Let $X = C_{0}(\Omega) := \{ u \in C(\overline{\Omega})\,|\,u|_{\partial\Omega}=0\}$ and define $F : X \to X$ as Lipschitz continuous function and $F(0) = 0$. Let $\Omega\subset \mathbb{R}^{N}$ be a bounded domain with Lipschitz continuous boundary and $u \in X\cap H_{0}^{1}(\Omega)$, show that $F(u) \in H_{0}^{1}(\Omega)$!
This is my attempt so far :
\begin{align*}
||F(u)||_{H_{0}^{1}}^{2} &= ||F(u)||_{L^{2}}^{2} + ||\nabla F(u)||_{L^{2}}^{2}\\
&:= A + B
\end{align*}
First, I show that $A$ is bounded. Observe that \begin{align*} A &= \int_{\Omega}|F(u)|^{2}dx \\ &\leq \int_{\Omega}(\sup\limits_{\Omega}|F(u)|)^{2}dx = \int_{\Omega}||F(u)||_{X}^{2}dx\\ &=|\Omega|\,||F(u)-F(0)||_{X}^{2}\\ &\leq |\Omega|(L||u-0||^{2}_{X})^{2} = L|\Omega|\,||u||_{X}^{2}<\infty \end{align*} Hence, $A$ is bounded.
Now, my problem is how to show that $B$ is bounded as well? Since $F$ is Lipschitz, is there anything I can say for $B := \int_{\Omega}|\nabla F(u)|^{2}dx$?

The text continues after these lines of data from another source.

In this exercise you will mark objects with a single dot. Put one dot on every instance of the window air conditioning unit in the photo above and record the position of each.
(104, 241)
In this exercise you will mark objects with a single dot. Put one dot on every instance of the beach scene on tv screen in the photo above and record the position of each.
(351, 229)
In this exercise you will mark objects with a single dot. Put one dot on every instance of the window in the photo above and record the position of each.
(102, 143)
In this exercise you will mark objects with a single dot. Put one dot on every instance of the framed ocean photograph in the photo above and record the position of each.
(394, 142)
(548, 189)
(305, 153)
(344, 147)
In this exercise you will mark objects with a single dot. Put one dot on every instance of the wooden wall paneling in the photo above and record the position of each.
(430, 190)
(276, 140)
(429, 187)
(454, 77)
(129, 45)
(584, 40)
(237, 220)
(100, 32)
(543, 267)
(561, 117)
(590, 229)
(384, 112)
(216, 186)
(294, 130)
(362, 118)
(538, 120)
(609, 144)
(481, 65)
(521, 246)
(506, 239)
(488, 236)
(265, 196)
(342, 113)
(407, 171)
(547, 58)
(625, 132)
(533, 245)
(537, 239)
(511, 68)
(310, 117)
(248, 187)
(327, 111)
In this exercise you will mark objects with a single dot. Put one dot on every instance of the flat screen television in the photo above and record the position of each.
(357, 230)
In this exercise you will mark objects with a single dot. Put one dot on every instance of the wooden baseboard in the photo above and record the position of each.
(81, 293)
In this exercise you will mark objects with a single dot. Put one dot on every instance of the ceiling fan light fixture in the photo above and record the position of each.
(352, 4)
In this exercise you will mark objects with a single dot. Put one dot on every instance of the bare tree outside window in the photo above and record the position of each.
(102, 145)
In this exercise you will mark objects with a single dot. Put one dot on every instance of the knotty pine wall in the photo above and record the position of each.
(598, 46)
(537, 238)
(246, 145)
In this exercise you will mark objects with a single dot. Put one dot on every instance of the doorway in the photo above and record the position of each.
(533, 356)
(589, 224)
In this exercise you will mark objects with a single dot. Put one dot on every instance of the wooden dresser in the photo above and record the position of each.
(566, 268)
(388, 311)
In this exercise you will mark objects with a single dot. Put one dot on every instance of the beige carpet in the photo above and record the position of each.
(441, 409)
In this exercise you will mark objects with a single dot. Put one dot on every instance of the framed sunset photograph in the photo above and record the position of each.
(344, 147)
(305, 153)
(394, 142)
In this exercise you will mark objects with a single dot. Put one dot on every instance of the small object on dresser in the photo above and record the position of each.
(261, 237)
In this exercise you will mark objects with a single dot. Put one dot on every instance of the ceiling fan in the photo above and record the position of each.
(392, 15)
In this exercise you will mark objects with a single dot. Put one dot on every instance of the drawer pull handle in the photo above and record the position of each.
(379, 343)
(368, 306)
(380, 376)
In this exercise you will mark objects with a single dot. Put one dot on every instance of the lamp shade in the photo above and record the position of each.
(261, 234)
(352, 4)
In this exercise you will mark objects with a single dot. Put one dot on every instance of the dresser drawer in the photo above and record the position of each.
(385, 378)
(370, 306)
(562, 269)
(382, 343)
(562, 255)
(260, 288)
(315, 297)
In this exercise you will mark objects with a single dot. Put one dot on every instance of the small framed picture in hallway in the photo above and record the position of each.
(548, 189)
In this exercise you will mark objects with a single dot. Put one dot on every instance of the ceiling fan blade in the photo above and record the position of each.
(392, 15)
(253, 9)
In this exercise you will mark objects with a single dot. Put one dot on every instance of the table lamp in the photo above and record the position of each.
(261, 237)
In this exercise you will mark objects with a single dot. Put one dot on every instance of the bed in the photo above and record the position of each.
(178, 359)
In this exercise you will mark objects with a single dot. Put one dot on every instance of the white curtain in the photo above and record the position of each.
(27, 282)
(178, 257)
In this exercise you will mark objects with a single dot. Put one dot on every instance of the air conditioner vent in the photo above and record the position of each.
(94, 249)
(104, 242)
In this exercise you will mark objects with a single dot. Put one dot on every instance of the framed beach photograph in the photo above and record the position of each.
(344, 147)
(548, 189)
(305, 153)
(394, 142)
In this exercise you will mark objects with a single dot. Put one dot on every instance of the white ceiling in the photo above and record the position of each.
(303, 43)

Any help is pretty much appreciated!
In this question one can find a proof under the assumption that $F$ is continuously differentiable. From here one can proceed by approximation.
Let $(\eta_\epsilon)_{\epsilon>0}$ be a mollifying kernel and $F_\epsilon=F\ast \eta_\epsilon-F\ast\eta_\epsilon(0)$. Then $F_\epsilon\in C^\infty$, $F_\epsilon\to F$ uniformly and $|F_\epsilon'|\leq L$, where $L$ is the Lipschitz constant of $F$. Since the energy functional $u\mapsto \int|\nabla u|^2$ is lower semicontinuous on $L^2$ (this is equivalent to the completeness of $H^1$), one has $$ \int |\nabla (F\circ u)|^2\leq\liminf_{\epsilon\searrow 0}\int|\nabla (F_\epsilon\circ u)|^2=\liminf_{\epsilon\searrow 0}\int|F_\epsilon'\circ u|^2|\nabla u|^2\leq L^2\int|\nabla u|^2. $$